Internally, Craigs is shifting its core model from a hybrid advice service toward more fully discretionary mandates, supported by robust risk systems and investment infrastructure. Lötter noted that this shift will take time, but the trend is irreversible. “Clients want efficiency, but they also want oversight. Our co-pilot service still includes client input, which keeps them engaged. But increasingly, the actual investment engine is being professionalised and centralised,” he said.
The power of managed accounts, Dahia argued, lies in their capacity to align business operations with a firm’s strategic intent. “It is not just about investment management. It is about freeing-up adviser capacity, improving client outcomes and enabling growth. The conversations shift from product-picking to portfolio construction and life planning. That is a much higher-value dialogue,” he said.
Technology, though, is only as good as the people using it. Both speakers stressed the importance of upskilling and creating a culture of curiosity. Lötter described how Craigs is supporting both its junior and senior advisers in developing AI proficiency, while also developing standardised agents for common tasks. “We want everyone to engage with this, not just the ‘tech people.’ That means lowering the barrier to entry and making experimentation part of the culture,” he said.
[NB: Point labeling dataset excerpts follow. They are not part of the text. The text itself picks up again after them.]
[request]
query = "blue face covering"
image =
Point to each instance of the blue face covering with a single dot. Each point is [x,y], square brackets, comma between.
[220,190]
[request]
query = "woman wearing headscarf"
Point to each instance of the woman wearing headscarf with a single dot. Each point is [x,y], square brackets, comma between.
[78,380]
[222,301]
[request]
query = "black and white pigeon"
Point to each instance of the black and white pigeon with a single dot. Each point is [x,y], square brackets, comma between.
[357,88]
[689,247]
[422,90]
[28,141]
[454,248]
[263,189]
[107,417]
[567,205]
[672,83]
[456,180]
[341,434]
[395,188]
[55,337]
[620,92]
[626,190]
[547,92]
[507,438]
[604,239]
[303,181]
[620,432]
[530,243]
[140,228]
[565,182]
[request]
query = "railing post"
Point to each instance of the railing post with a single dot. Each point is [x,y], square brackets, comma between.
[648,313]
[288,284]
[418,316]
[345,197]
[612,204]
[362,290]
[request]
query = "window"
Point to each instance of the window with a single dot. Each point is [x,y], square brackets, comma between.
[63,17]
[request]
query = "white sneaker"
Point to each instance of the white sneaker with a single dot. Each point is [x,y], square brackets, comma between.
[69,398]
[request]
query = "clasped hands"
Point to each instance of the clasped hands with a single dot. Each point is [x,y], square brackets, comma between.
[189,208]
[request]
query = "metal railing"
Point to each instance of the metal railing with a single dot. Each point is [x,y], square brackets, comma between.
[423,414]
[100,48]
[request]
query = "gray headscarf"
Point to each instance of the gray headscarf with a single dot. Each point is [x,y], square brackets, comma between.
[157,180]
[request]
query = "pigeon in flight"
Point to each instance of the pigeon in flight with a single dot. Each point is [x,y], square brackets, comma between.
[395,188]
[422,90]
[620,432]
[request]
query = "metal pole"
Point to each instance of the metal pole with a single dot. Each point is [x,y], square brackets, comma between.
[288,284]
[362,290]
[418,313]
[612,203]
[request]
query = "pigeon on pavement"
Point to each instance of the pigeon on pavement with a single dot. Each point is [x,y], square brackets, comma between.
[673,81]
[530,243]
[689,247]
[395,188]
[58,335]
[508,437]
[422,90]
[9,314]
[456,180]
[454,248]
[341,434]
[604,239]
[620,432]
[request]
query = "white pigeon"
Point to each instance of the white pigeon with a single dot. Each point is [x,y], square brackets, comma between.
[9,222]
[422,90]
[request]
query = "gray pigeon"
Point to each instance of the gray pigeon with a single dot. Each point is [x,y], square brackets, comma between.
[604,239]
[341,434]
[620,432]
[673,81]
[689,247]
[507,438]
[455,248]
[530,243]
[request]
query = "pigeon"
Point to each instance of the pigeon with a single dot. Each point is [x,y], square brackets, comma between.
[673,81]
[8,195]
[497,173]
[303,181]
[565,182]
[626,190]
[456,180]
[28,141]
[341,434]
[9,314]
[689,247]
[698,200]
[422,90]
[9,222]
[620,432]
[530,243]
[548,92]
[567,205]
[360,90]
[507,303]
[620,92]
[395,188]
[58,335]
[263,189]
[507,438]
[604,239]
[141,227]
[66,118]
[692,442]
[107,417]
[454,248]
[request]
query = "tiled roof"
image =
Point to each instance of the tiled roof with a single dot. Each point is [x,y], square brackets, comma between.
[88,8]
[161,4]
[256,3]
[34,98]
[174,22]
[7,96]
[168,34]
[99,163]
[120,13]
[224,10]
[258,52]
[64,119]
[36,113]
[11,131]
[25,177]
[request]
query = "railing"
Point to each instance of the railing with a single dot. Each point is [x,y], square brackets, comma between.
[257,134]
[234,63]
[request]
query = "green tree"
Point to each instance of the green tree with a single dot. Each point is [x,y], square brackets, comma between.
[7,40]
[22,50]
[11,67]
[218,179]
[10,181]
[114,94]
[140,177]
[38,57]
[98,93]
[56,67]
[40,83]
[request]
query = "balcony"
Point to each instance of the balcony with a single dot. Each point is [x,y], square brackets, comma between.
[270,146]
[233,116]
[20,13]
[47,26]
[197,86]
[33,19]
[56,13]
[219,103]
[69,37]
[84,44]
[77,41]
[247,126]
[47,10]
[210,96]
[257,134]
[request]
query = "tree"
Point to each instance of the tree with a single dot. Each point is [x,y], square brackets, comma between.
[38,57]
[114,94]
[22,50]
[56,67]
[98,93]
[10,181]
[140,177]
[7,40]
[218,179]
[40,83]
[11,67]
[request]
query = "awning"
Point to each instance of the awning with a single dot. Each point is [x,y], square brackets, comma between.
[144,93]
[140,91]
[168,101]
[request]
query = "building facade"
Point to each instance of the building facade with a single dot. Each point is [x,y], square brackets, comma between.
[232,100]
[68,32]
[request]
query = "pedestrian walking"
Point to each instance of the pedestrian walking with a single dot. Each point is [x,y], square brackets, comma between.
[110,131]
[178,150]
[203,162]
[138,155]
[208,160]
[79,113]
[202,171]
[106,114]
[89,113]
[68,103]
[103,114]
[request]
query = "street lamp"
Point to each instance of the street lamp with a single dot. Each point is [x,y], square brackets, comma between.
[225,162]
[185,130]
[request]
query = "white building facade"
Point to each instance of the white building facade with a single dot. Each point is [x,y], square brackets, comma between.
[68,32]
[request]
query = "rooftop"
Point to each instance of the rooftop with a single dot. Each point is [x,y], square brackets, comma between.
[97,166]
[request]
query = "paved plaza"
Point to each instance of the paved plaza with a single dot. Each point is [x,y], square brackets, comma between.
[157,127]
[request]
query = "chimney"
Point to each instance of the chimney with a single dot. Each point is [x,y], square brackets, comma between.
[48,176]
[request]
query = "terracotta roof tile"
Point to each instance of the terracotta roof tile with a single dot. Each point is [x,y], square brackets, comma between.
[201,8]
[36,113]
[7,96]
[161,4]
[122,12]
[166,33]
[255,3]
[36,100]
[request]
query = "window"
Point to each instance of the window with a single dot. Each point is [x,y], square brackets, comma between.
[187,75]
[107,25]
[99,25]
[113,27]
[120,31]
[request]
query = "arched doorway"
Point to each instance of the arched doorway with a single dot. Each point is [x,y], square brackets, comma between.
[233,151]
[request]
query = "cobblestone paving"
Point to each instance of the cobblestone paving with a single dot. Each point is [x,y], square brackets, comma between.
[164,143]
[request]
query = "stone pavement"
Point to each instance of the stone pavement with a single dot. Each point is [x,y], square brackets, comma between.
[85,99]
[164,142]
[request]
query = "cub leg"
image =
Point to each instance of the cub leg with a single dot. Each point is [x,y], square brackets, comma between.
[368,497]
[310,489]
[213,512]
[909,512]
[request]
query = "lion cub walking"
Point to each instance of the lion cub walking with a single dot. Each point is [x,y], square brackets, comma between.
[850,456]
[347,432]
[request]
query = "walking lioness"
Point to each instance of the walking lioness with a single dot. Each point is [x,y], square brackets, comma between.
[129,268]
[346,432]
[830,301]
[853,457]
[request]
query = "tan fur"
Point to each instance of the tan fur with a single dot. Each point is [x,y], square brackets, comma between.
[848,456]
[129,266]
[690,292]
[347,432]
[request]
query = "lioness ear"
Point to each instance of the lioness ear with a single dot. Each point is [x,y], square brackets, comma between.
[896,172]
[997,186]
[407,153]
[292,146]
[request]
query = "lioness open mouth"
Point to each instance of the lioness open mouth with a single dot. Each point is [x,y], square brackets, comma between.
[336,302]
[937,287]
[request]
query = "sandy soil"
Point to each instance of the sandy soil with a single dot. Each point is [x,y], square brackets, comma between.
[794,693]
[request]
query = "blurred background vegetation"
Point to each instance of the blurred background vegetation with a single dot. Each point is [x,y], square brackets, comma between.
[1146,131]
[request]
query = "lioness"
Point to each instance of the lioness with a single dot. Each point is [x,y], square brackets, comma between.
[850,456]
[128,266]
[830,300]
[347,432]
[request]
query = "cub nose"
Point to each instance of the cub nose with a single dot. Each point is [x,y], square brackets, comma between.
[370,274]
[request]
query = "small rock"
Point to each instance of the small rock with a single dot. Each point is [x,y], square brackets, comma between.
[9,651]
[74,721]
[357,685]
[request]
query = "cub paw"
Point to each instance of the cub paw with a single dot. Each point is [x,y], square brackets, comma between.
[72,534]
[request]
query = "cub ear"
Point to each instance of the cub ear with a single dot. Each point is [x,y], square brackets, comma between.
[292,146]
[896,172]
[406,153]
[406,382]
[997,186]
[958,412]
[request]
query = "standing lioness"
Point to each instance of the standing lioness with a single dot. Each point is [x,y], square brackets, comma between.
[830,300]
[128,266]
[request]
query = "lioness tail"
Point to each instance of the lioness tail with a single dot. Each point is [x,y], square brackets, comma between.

As for the risks, both panellists were realistic. AI models can hallucinate; integrations can fail. Promises of scale can lead to client detachment if not carefully managed. But with the right philosophical underpinning, these challenges become design choices rather than crises. “This is not about tech for tech’s sake,” Dahia concluded. “It’s about making sure your firm is structurally ready to serve your clients better, faster and more sustainably”.
Lötter echoed that sentiment. “Efficiency is not the end goal. Relevance is. If we get this right, we are not just saving time. We are building firms that can survive the next decade of disruption. And that, ultimately, is what matters most,” he said.